Monday, May 19, 2014


Publisher:  Siren Publishing
Published:   April 14, 2014
Genre:   Contemporary Romance M/M
Book format: E-book
Obtained via:    Publisher
Reviewed by Helena Stone

Rating: 3

Lucien St. James is a famous singer/songwriter already thinking about retirement when he is betrayed by those closest to him. Heartbroken and disappointed he leaves his old life in LA behind him and moves to the town of Silver to hide from the world until he will no longer be fodder for the paparazzi. Accompanied by two bodyguards, Jax Talbert and Jonathan Lang, Lucien moves into a secluded mountain retreat to lick his wounds.

Jax and Jonathan take their job seriously. As a committed couple they enjoy working together and normally keep the relationship with their clients strictly professional. Living with Lucien in almost complete seclusion pushes the relationship a little bit further though and it isn’t long before the three men are good friends; friends who each have their own fantasies about what it might be like if they went one step further again.

When those fantasies threaten to become a reality, Jax and Jonathan quit their job, afraid of crossing boundaries and raising expectations that might be unrealistic. Confused by the actions of the two men and his feelings for them as well as hurt by what he sees as their desertion, Lucien will have to overcome his own pride as well as Jax and Jonathan’s reservations if the three of them are going to have the future together they so clearly deserve.

I’m in two minds about this book. On the one hand there is the story-line, as described above, which I loved. But on the other is the way this story was written. And that didn’t work for me. I found myself getting confused as to whose mind I was in and who they were talking to and/or about.

I can’t help feeling that maybe the author didn’t trust her own story enough. The tale of the three men and what it took for them to accept their love for each other would have been enough. It didn’t need the unexpected and unexplained violent scene near the end. To me it felt as if that was only there for shock value, to keep the reader engaged. The thing is that I was engaged – in the love story – and this scene pulled me out of that, leaving me wondering ‘what the hell?’ and ‘why?’.

I couldn’t help feeling the book would have benefited from a bit more editing. On several occasions the repeated use of a word in subsequent sentences took me out of the story.

I also feel the author dragged the ending out too far. The perfect moment to end the book on came, in my opinion, several pages before the final word. Those last few pages didn’t add anything to the story as they described a future I had already pictured in my mind. I more or less had to force myself to read the epilogue and resist the temptation to just skip to the end. And it wouldn’t have made any difference if I had skipped to the end; I don’t feel I would have missed anything vital to the story if I had.

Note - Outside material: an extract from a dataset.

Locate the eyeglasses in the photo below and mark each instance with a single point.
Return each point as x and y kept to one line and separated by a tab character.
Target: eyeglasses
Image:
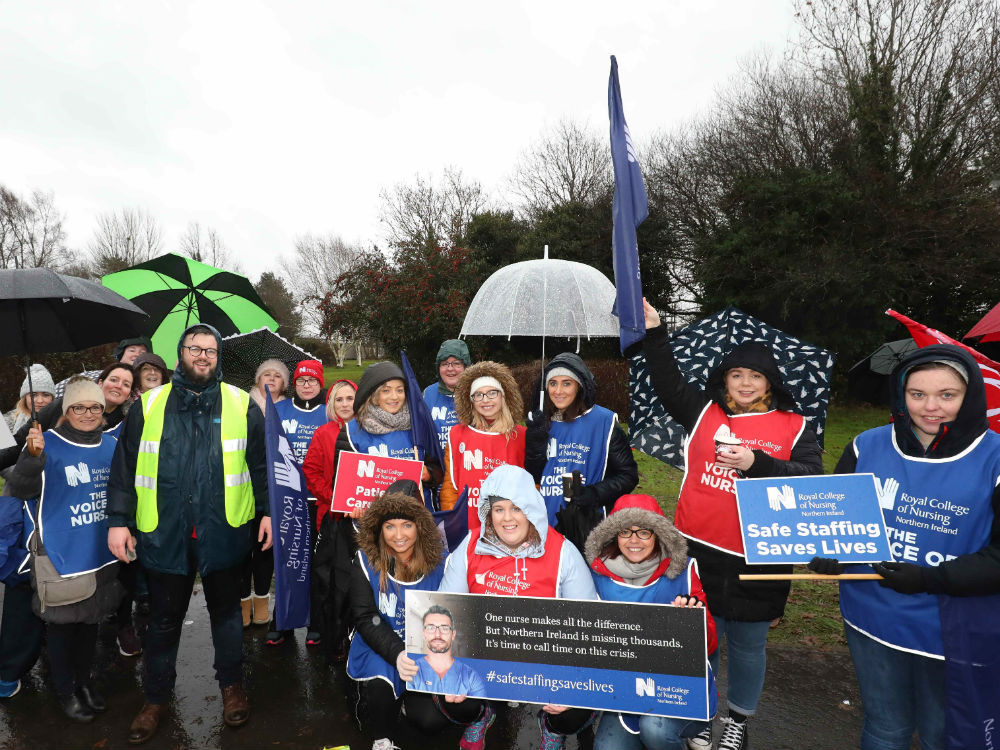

But, like I said, I did enjoy the story itself. I liked the relationship between Jax and Lang and how well they worked together. I liked Lucien although he did seem a bit naive for someone who’d been famous for such a long time. And I loved how the three men slowly got closer to each other despite the reservations each of them had about that set-up.  I enjoyed watching Lucien getting his confidence back and adored Jax’s turmoil while he was trying to deal with his feelings and his inability to vocalise them.

I liked the idea of the town of Silver. The acceptance of unconventional relationships was not only fun to read about but also something we can only hope will one day be normal everywhere. And it was very smart to have the whole town being private property, thus allowing the sheriff powers he wouldn’t have in any other community.

“Fierce Hearts” is the third title in the “Men of Silver” series. I didn’t read the first two books and was pleasantly surprised that this wasn’t a problem. While it is quite possible that I would have enjoyed the secondary characters more if I had read those prequels, I didn’t feel as if I was missing vital information while reading this book.

Overall this book felt a bit like a missed opportunity; a great story idea that could have been a wonderful read with just a few smallish changes. As it was I found it too easy to put this book down and not easy enough to pick it back up again.

This is an objective review and not an endorsement of this book.